Trotz Unverständnis an mancher Stelle und zunächst formulierter Ablehnung von Nachbesserungen hat die ausgesprochene Verfügung ihr Ziel bereits jetzt in weiten Teilen erreicht: Die im Prüfbericht dokumentierten wesentlichen Mängel konnten bis zur Begehung heute weitgehend durch einen Elektrofachbetrieb behoben und durch den Prüfsachverständigen erneut begutachtet werden. Eine entsprechende schriftliche Bestätigung erreichte die Kreisverwaltung am Montagabend per E-Mail. Darin führte der Gutachter aus, dass am Freitag, 25. August 2017 eine Nachprüfung der Sicherheitsbeleuchtung in der Bienwaldhalle in Kandel durchgeführt wurde. Er hielt fest, dass die wesentlichen Mängel soweit beseitigt wurden, dass die Sicherheitsbeleuchtung für die Nutzung der Kulturhalle - allerdings ohne Nutzung der Bühne - wirksam und betriebssicher ist. Die Nutzung der Kulturhalle konnte daher teilweise, also ohne Nutzung der Bühne, wieder freigegeben werden.
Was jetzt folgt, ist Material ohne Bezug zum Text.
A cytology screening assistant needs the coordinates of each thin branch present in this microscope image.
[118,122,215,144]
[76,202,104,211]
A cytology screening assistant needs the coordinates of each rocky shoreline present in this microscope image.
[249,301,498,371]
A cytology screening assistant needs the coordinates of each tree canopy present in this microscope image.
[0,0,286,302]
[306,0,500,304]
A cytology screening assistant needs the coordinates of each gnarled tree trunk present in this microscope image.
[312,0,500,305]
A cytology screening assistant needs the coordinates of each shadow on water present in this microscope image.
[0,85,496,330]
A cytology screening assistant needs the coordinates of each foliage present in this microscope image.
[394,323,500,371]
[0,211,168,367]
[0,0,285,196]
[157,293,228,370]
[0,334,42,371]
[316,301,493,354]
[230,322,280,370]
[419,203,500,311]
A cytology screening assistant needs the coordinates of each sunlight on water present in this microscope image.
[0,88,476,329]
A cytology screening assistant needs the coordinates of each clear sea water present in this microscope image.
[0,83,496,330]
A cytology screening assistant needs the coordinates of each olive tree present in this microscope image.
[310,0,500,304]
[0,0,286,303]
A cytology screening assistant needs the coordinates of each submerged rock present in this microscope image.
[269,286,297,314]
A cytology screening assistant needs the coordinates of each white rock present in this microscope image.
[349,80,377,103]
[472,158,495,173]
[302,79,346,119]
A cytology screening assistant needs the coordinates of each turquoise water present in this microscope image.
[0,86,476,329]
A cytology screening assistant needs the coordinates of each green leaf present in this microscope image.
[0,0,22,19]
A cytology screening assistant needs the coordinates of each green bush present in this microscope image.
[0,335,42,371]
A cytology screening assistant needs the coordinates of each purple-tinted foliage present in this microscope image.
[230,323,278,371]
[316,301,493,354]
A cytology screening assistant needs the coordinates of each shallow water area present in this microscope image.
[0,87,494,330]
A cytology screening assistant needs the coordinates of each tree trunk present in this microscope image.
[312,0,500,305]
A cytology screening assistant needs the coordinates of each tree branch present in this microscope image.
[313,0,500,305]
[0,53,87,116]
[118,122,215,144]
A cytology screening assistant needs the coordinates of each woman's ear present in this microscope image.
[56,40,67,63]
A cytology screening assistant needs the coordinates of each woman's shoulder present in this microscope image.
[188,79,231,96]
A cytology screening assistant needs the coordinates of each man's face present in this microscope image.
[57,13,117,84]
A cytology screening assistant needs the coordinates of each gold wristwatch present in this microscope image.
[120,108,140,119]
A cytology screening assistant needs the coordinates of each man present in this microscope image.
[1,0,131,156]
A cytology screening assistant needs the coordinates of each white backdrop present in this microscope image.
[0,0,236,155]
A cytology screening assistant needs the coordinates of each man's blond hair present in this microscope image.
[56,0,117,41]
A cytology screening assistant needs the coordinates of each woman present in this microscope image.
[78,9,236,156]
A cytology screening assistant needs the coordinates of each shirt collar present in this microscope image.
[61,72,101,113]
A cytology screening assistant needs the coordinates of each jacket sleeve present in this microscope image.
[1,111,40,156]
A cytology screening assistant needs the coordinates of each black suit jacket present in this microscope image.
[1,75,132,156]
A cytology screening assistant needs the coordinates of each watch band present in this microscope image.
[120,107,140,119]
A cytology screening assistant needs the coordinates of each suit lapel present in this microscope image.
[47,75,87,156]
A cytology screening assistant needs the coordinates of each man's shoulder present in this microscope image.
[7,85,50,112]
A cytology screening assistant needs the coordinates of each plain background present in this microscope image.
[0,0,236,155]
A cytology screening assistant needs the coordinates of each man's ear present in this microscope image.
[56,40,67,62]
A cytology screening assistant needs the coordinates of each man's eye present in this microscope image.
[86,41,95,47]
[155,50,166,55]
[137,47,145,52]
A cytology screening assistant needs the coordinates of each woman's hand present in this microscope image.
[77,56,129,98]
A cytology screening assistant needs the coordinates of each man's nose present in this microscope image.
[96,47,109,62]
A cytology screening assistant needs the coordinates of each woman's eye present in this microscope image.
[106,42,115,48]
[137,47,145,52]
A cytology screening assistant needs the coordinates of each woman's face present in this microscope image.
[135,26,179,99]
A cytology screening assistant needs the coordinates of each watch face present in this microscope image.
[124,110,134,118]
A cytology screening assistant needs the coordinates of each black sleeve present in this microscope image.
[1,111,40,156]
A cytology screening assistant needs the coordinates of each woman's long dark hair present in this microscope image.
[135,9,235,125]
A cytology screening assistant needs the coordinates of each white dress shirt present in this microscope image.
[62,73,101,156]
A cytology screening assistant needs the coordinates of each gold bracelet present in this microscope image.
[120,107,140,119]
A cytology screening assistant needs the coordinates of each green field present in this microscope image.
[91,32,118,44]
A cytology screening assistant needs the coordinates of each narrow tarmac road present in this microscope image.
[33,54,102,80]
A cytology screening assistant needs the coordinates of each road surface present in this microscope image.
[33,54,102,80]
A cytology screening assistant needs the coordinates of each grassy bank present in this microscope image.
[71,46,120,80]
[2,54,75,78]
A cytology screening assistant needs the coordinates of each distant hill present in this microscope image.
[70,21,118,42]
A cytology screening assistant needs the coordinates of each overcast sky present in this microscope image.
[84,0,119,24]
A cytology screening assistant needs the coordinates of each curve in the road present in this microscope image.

Dies wurde den Mitarbeitern der Verbandsgemeinde bereits bei der Begehung heute mündlich mitgeteilt und zwischenzeitlich schriftlich an die Verbandsgemeindeverwaltung übermittelt.

Zwischen den Mitarbeitern der Verbandsgemeindeverwaltung, der Brandschutzdienststelle des Kreises und der Unteren Bauaufsichtsbehörde herrschte bei der durchgeführten Begehung ein konstruktives und sachverständiges Miteinander. Bei derartigen Begehungen nehmen grundsätzlich die Untere Bauaufsichtsbehörde und die Brandschutzdienststelle der Kreisverwaltung die Gebäude intensiv in Augenschein.

Bei der Begehung heute wurden allerdings auch eine Reihe weiterer Punkte festgehalten, die nach aktuellem Stand noch einer Klärung bedürfen. Hier ist zunächst kreisverwaltungsintern ein Abgleich mit den Genehmigungsunterlagen sowie die Vorlage von Nachweisen erforderlich. Das Ergebnis wird in zwei bis drei Wochen vorliegen. Dass mit dem Ergebnis eine erneute Schließung der Halle verbunden ist, ist nach jetzigem Kenntnisstand nicht zu erwarten.